15. The Horrible Anslinger

Jazz musicians smoked weed, and their music sounded freakish to Anslinger. That proved to him that marijuana caused insanity, so he targeted jazz musicians. He ordered his agents to: “prepare all cases in your jurisdiction involving musicians in violation of the marijuana laws. We will have a great national round-up arrest of all such persons in a single day“. When congressmen questioned that, he reassured them that his crackdown focused not on: “the good musicians, but the jazz type“. Billie Holiday was one of his main targets. In real life, as in The United States vs Billie Holiday, Anslinger sent black undercover agent Jimmy Fletcher to target her. Fletcher is depicted as becoming romantically involved with Holiday. However, it is unclear whether that happened in real life. Whatever the relationship, Fletcher got close enough to Holiday to bust her on a drug possession charge in 1947.

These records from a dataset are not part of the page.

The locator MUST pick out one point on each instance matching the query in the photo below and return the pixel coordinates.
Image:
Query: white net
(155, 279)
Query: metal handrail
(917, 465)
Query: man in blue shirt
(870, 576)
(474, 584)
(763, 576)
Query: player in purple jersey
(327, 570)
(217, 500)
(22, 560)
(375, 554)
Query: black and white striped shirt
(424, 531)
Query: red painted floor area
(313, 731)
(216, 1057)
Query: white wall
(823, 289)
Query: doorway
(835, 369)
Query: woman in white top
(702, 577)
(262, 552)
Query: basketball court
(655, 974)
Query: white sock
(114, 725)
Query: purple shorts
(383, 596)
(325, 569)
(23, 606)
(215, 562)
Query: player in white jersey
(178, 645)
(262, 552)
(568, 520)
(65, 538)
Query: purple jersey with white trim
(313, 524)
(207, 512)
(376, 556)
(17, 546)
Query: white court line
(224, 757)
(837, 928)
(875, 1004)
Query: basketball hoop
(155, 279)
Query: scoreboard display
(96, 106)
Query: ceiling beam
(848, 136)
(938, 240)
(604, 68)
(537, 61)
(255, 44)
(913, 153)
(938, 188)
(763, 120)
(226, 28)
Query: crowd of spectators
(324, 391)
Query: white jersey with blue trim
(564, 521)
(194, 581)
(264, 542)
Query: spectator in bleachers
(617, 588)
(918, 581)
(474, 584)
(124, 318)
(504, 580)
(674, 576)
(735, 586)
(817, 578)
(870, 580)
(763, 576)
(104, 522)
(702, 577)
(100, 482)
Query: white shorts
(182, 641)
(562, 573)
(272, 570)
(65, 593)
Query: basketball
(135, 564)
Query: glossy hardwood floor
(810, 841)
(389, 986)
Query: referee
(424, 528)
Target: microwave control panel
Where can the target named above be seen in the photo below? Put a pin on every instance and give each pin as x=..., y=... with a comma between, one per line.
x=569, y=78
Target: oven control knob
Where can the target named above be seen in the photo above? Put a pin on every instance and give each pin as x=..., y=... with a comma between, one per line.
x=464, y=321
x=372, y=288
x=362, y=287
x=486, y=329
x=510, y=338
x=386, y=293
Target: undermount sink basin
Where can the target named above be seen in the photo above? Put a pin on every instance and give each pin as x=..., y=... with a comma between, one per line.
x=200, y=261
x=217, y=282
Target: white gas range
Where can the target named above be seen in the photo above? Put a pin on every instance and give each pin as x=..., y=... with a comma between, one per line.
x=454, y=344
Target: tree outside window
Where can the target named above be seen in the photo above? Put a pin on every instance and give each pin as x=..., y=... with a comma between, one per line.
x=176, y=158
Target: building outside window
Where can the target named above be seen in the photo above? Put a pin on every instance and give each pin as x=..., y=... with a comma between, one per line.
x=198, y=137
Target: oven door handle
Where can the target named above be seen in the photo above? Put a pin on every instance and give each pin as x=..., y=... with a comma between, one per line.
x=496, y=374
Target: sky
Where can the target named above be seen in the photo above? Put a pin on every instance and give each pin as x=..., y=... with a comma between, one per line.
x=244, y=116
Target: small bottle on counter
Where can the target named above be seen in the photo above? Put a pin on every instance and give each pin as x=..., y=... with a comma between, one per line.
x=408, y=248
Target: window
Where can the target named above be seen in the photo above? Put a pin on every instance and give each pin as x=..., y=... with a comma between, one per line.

That got Holiday a year in prison. It also got her a felony record that limited the venues in which she could perform. In 1949, Fletcher once again busted Holiday on a possession charge after she was set up. The movie shows a repentant Fletcher deliberately tank the case on the witness stand. There is no evidence that Fletcher threw the case, but Holiday was acquitted. In the movie, Fletcher then trails Holiday for years, and has a long affair with her. The historic record is silent as to whether such an affair occurred, but Fletcher was assigned to Holiday for years. It is also historic fact that, as depicted in the movie, Anslinger’s grudge against Holiday lasted until her final breath. In 1959, as she lay dying of cirrhosis, her hospital room was raided. She was kept under police guard until she died.